And the state-level data doesn't show local trends, which are what really matter when it comes to hospital capacity. Some of the hardest-hit cities in these states are feeling the strain, as Hanage pointed out. Hospitals in Houston have started transferring their Covid-19 patients to other cities, and they are implementing their surge capacity plans, anticipating a growing need because of the trendlines in the state.

Once a hospital’s capacity is reached, it’s already too late. They will have to endure several rough weeks after that breach, because the virus has continued to infect more people in the interim, some of whom will get very sick and require hospitalization when there isn’t any room available for them.

“We’re seeing some drastic measures being implemented right now in Texas and Arizona along those lines: using children’s hospitals for adults, going into crisis mode, etc.,” Tara Smith, who studies infectious diseases at Kent State University, told me. “So it shows how quickly all of that can turn around.”

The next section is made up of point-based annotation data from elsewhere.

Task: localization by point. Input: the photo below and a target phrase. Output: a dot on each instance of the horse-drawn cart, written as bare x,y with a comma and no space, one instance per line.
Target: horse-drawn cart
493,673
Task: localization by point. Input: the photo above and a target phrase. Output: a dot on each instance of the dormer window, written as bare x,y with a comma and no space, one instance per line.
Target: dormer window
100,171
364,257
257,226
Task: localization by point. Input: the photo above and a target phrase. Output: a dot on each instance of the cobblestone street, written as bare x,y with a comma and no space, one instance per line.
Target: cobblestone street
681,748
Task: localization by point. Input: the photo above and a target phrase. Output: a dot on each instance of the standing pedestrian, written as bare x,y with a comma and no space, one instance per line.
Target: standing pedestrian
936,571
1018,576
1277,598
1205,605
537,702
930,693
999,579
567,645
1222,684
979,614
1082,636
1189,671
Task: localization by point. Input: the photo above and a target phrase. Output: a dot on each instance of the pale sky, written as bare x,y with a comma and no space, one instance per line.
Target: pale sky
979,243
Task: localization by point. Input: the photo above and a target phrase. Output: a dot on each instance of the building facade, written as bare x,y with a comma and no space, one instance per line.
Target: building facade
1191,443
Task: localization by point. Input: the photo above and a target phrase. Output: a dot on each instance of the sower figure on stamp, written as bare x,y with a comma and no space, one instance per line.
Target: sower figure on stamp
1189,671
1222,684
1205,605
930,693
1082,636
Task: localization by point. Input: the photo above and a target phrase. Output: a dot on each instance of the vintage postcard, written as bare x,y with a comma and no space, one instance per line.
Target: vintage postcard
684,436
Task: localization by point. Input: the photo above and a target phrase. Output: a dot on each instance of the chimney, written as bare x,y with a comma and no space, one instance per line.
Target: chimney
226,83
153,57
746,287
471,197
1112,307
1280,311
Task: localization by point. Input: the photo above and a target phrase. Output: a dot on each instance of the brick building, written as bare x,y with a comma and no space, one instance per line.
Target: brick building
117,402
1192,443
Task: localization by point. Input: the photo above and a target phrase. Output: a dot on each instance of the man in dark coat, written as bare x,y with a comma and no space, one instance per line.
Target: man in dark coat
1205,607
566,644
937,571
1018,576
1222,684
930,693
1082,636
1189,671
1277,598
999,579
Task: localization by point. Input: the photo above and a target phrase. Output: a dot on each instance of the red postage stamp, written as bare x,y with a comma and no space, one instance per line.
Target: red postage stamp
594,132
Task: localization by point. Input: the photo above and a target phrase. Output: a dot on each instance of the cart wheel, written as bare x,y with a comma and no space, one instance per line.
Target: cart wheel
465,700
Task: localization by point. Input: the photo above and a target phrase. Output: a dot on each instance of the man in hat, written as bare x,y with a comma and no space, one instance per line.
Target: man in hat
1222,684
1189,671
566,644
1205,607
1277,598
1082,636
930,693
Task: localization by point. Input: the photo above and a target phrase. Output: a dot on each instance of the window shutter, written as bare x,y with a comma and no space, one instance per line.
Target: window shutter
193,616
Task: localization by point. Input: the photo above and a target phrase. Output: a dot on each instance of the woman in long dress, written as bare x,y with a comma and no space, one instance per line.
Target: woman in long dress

And, on top of Covid-19, these health systems will continue to have the usual flow of emergencies from heart attacks, strokes, accidents, etc. That’s when experts start to worry people will die who wouldn’t otherwise have. That is what social distancing, by slowing the spread of the coronavirus, is supposed to prevent.

 A map showing states’ progress on combating the coronavirus pandemic.
We don’t have to lock down forever — but we have to be smart and vigilant

Lockdowns are extraordinarily burdensome. Tens of millions of Americans have lost their jobs. Drug overdoses have spiked. There has been a worrying increase in heart-related deaths, which indicates people who otherwise would have sought medical treatment did not do so during the worst of the outbreak this spring.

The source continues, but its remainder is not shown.